Getting back to the police discussion document, they tell us that the fees are to “contribute to an arms regulatory system that keeps us all safe”.

That’s patently absurd as gun violence is on the rise. Last year Auckland recorded over 368 gun offences. Gun offences involving gangs are also increasing, with over 1000 offences last year.

That tells me that the current system isn’t keeping anyone safe.

The police document also tells me that the terrorist event in Christchurch identified that the arms regulatory regime was severely underfunded and under resourced.

I thought that cute, as a half-decent arms licence investigation by the police would have resulted in the mosque shooter being refused a gun licence.

The problem is greater than just fees.

After the mosque attack the government and the police did all they could to pillory legitimate firearm owners. That created resentment, which doesn’t encourage co-operation.

We read there are almost 250,000 licensed gun owners in New Zealand. The reality is that there are many more gun owners that haven’t had a licence and have no intention of getting one.

Why would you?

The application for a drivers’ licence is just four pages long. Cars kill more people than guns.

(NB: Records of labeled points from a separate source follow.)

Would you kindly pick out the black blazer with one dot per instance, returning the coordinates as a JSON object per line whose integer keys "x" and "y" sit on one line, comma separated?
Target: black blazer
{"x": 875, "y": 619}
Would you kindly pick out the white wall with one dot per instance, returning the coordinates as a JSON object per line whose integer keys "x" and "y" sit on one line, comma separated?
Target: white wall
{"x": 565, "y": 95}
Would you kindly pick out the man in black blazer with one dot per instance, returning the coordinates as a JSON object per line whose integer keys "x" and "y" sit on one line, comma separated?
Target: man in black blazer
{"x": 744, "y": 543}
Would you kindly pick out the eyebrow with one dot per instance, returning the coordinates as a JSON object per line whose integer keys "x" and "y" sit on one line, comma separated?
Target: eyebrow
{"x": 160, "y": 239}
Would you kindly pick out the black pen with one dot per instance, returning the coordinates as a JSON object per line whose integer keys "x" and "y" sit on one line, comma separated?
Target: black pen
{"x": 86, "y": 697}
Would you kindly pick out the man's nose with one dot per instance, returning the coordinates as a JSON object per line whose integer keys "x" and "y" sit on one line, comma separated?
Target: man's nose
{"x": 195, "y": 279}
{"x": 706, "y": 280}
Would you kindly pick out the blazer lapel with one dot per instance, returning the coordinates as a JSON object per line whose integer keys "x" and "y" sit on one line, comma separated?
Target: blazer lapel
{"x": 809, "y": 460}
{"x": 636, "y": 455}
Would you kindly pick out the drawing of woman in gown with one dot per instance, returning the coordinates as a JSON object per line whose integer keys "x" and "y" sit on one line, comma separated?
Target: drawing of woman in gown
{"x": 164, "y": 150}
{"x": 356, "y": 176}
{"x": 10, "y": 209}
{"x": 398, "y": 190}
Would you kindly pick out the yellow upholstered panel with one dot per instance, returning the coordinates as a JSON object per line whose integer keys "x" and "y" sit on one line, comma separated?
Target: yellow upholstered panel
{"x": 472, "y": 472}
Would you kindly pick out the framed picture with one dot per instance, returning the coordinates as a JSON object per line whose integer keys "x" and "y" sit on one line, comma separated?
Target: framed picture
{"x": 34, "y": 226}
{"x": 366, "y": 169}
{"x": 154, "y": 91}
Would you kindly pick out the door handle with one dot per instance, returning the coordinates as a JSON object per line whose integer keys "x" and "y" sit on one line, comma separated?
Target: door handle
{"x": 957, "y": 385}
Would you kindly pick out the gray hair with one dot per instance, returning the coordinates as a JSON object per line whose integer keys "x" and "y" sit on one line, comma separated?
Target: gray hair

The application for a liquor licence is also four pages, and we’re told alcohol kills more people than guns.

The application form for a firearms licence is 40 pages, largely consisting of intrusive and irrelevant rubbish.

It asks if the person is involved with a gang or extremist group. Who is going to say yes?

It wants to know about former spouses or partners going back five years. What business is it of the police and what possible relevance could it be for a person owning a gun?

The same applies to the question about losing a job five years ago.

So my issue with the police consultation document is that it is an expensive butt-covering exercise.

Further, I don’t believe firearm owners should have to pay for the excesses of the police bureaucracy.

The issue is that many normally law-abiding gun-owning citizens don’t have gun licences. They feel they’ve been mucked about by the system and legitimately so. The fact they are breaking the law is irrelevant. What are the police going to do about it? Those gun owners need to be encouraged back into the system but the police don’t seem remotely interested.

It got even more farcical when a police-licenced pest exterminator shot up houses on the Kāpiti coast. Unbelievably, the police told residents it was a “workplace incident” and took no further action. They certainly seem uninterested in “keeping people safe”. If it was a farmer I’m sure it would’ve been different.

We do need a standalone arms agency, but the government appears subservient to police empire building.

ACT firearms spokesperson Nicole McKee told me that “keeping costs affordable provides incentive for people to stay within the system, keep their firearms secured properly and be accountable”. I totally agree.

ACT firearms spokesperson Nicole McKee told me that “keeping costs affordable provides incentive for people to stay within the system, keep their firearms secured properly and be accountable”. I totally agree.

She added that the police wanted to charge arms owners “the cost of police attendance at a firearms burglary”.

I haven’t been able to find any evidence to support that claim.

I believe it is high time the government was honest and open with the firearms community.

We’re told we’re getting a new agency when we’re not and that new laws will keep us safer while statistics suggest the opposite.

Finally, I don’t believe either the police or the government have any credibility in the current gun debate and I don’t think they care.